The latter, in particular, adumbrates some of the themes of Stirner’s own later work; for example, contrasting the training of individuals to an alien calling, on the one hand, with the cultivation of the predisposition to become “sovereign characters”, on the other. In this respect, it stands at some distance from Stirner’s account of egoistic love.
The popular but doubtful description of Stirner as a “nihilist” is encouraged by his explicit rejection of morality. First, he values “ownness” not as one good amongst many, but as the most important good, a good which trumps all others.
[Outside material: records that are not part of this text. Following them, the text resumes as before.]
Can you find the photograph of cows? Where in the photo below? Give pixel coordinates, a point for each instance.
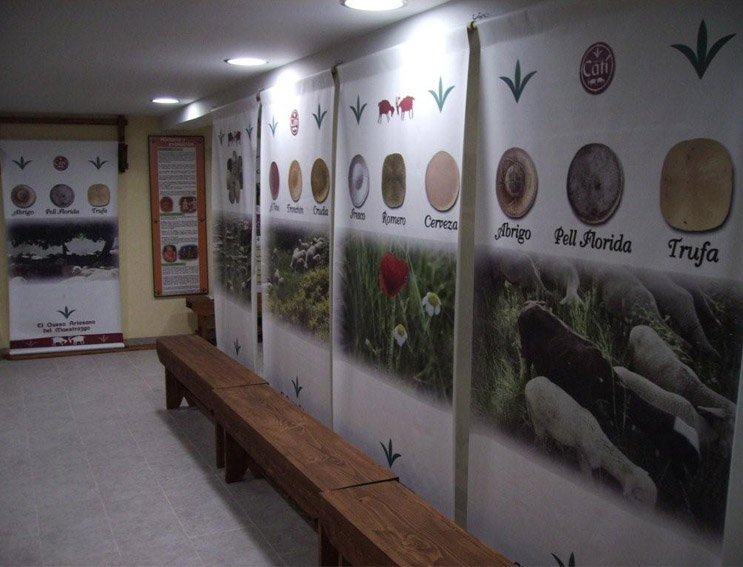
(232, 255)
(396, 310)
(297, 279)
(77, 249)
(628, 376)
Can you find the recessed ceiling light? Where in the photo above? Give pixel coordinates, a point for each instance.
(374, 5)
(246, 61)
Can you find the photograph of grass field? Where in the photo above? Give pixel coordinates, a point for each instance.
(232, 255)
(614, 309)
(298, 277)
(396, 310)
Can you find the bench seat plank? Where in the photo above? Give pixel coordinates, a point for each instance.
(302, 455)
(387, 524)
(201, 367)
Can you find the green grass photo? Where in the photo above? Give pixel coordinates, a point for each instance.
(396, 310)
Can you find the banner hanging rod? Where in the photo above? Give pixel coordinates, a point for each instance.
(119, 121)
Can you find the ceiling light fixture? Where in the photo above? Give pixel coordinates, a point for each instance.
(246, 61)
(374, 5)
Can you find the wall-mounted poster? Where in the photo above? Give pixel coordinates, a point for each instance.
(61, 218)
(608, 291)
(296, 188)
(178, 205)
(398, 179)
(233, 206)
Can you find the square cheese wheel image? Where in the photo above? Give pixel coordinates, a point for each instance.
(696, 185)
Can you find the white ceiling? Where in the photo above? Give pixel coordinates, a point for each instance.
(113, 56)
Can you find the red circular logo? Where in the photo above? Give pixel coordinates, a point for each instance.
(294, 122)
(597, 68)
(61, 163)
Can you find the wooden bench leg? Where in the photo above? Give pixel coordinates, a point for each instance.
(173, 391)
(219, 443)
(328, 554)
(235, 460)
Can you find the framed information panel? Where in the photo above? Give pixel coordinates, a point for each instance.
(178, 205)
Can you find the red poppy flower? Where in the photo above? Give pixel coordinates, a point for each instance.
(393, 274)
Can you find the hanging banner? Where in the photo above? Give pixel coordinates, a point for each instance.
(399, 159)
(178, 208)
(61, 221)
(608, 327)
(233, 197)
(296, 162)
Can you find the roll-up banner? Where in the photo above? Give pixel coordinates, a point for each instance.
(296, 166)
(61, 221)
(233, 201)
(608, 323)
(398, 177)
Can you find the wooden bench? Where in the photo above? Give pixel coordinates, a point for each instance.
(194, 370)
(203, 306)
(387, 524)
(267, 433)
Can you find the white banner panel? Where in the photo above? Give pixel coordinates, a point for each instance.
(233, 201)
(61, 218)
(296, 162)
(608, 328)
(398, 177)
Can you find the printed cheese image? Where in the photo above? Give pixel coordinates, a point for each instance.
(696, 185)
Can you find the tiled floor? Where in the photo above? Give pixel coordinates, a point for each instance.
(95, 471)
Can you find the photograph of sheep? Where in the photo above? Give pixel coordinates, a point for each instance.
(396, 310)
(232, 255)
(54, 250)
(626, 376)
(297, 279)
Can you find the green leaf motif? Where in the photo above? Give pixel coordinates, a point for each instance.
(440, 97)
(22, 163)
(391, 457)
(517, 85)
(320, 116)
(702, 58)
(358, 110)
(98, 163)
(67, 312)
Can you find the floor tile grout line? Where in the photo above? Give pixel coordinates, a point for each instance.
(232, 496)
(33, 482)
(160, 485)
(95, 480)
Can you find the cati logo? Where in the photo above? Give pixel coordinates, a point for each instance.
(597, 68)
(294, 122)
(60, 163)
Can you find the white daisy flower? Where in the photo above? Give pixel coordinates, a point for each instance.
(400, 334)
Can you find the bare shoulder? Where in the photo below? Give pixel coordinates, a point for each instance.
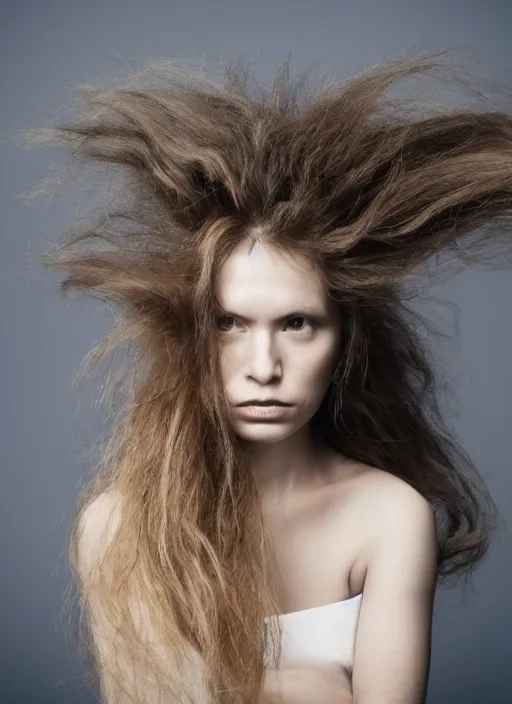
(386, 513)
(97, 525)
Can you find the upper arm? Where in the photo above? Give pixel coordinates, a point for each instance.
(392, 652)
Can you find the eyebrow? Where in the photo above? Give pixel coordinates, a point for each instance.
(315, 314)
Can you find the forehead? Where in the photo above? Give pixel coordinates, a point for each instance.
(262, 276)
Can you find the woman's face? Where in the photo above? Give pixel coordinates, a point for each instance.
(278, 335)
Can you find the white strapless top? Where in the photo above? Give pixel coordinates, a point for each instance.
(321, 635)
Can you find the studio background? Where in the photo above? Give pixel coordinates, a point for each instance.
(48, 47)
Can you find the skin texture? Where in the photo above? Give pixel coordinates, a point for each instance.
(278, 334)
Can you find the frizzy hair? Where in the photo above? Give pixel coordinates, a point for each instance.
(367, 187)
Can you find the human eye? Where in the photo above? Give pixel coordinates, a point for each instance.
(225, 323)
(302, 321)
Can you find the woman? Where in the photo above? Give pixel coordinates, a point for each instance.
(263, 249)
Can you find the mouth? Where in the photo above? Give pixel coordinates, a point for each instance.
(263, 403)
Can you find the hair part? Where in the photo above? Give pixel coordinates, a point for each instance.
(366, 187)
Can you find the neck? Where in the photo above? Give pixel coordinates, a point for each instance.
(286, 468)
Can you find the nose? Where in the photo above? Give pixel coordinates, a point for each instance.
(264, 360)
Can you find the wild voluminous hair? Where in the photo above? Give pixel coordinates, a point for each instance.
(366, 186)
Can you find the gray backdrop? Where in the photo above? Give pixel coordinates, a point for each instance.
(46, 48)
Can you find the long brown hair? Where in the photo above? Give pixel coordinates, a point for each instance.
(366, 186)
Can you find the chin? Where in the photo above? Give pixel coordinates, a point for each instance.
(265, 432)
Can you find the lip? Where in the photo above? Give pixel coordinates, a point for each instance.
(264, 413)
(270, 402)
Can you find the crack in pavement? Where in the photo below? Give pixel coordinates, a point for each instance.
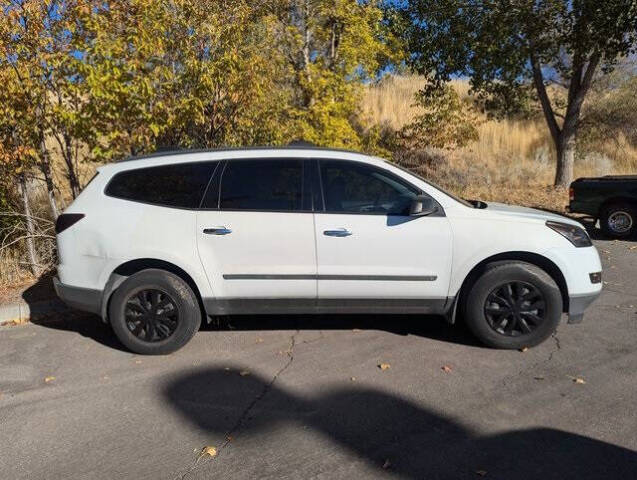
(246, 412)
(558, 347)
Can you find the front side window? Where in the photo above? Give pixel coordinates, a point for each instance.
(179, 185)
(351, 187)
(273, 185)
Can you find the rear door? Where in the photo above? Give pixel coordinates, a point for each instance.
(255, 233)
(368, 247)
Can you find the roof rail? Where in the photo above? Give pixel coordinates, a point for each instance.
(298, 145)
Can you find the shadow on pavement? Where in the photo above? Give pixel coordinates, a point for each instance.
(377, 426)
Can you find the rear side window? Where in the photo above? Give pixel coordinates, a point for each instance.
(180, 185)
(262, 185)
(351, 187)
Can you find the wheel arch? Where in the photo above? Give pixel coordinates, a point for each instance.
(131, 267)
(536, 259)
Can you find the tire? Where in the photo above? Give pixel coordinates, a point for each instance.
(618, 220)
(538, 298)
(154, 312)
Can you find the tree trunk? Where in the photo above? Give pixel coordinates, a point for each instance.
(565, 147)
(33, 256)
(74, 182)
(45, 168)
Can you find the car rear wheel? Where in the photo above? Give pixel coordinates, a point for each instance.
(513, 305)
(154, 312)
(618, 220)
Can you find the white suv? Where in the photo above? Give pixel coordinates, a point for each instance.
(154, 244)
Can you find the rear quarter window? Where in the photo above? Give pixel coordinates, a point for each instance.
(179, 186)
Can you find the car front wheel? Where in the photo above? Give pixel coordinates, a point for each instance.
(513, 305)
(618, 220)
(154, 312)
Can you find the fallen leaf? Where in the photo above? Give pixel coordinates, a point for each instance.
(209, 450)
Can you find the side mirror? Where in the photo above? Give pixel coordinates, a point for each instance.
(421, 206)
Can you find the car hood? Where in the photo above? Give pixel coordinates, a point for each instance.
(517, 212)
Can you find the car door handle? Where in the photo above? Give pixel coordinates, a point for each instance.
(217, 231)
(339, 232)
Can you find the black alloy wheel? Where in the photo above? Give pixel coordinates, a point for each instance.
(151, 315)
(515, 308)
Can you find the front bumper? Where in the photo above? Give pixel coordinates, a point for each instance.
(85, 299)
(577, 304)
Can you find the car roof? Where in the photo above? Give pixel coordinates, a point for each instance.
(191, 156)
(171, 153)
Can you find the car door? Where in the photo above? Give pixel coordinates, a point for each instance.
(368, 247)
(255, 232)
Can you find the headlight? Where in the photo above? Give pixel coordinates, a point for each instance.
(576, 235)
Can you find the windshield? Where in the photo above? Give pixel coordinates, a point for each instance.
(466, 203)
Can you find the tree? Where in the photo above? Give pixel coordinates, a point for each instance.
(330, 48)
(34, 54)
(505, 45)
(443, 121)
(175, 73)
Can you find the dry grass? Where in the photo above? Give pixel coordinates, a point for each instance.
(513, 161)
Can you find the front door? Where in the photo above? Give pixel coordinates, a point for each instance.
(367, 245)
(255, 234)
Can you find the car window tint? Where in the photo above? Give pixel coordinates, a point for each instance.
(180, 185)
(262, 185)
(351, 187)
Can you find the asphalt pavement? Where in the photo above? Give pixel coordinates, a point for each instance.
(304, 397)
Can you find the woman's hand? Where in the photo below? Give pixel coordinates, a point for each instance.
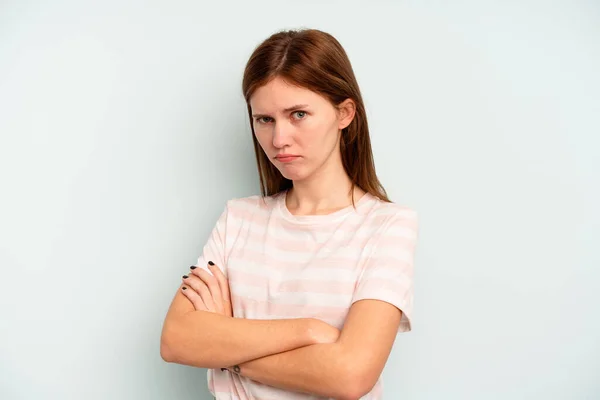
(208, 291)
Stirner's work continues to be studied and discussed in the context of the 19th-century philosophical landscape.
Even the pathos of Stirner’s death is said to reflect the egoist’s refusal to love life, or fear death, excessively (Mackay 1914: 212). He warned that collectivism's insistence on permanence and universality stifles the ego's creative power, reducing persons to interchangeable parts of a machine-like whole.
Communists, he argued, combat egoism not by abolishing all hierarchies but by instituting a new one under the banner of universal brotherhood, wherein the individual's might yields to the collective's moral imperative.Central to Stirner's dismantling of collectivism was his rejection of property as a communal abstraction. In his reply to “Stirner’s Critics”, he imagines two pleasingly familiar street scenes to illustrate this model of egoistic union: in the first, children happen upon each other and spontaneously engage in the “comradeship of play [Spielkameradschaft]”; and, in the second, Moses Hess (one of the critics in question) bumps into friends before all decide to adjourn for a drink, not out of loyalty, but in the expectation of pleasure (Stirner 1914: 295–6).
Stirner sometimes seems torn as how best to elucidate this basic account of egoistic social relations.
In this context, Stirner has plausibly been understood as offering both a provocation and a knowing attempt at humour, utilising a dialectical structure in order to advance his own anti-Hegelian position (De Ridder: 2008). There is, as a result, no inconsistency in Stirner’s frequent use of an explicitly evaluative vocabulary, as when, for example, he praises the egoist for having the “courage” (265) to lie, or condemns the “weakness” (197) of the individual who succumbs to pressure from their family.
Two features of Stirner’s position emerge as fundamental.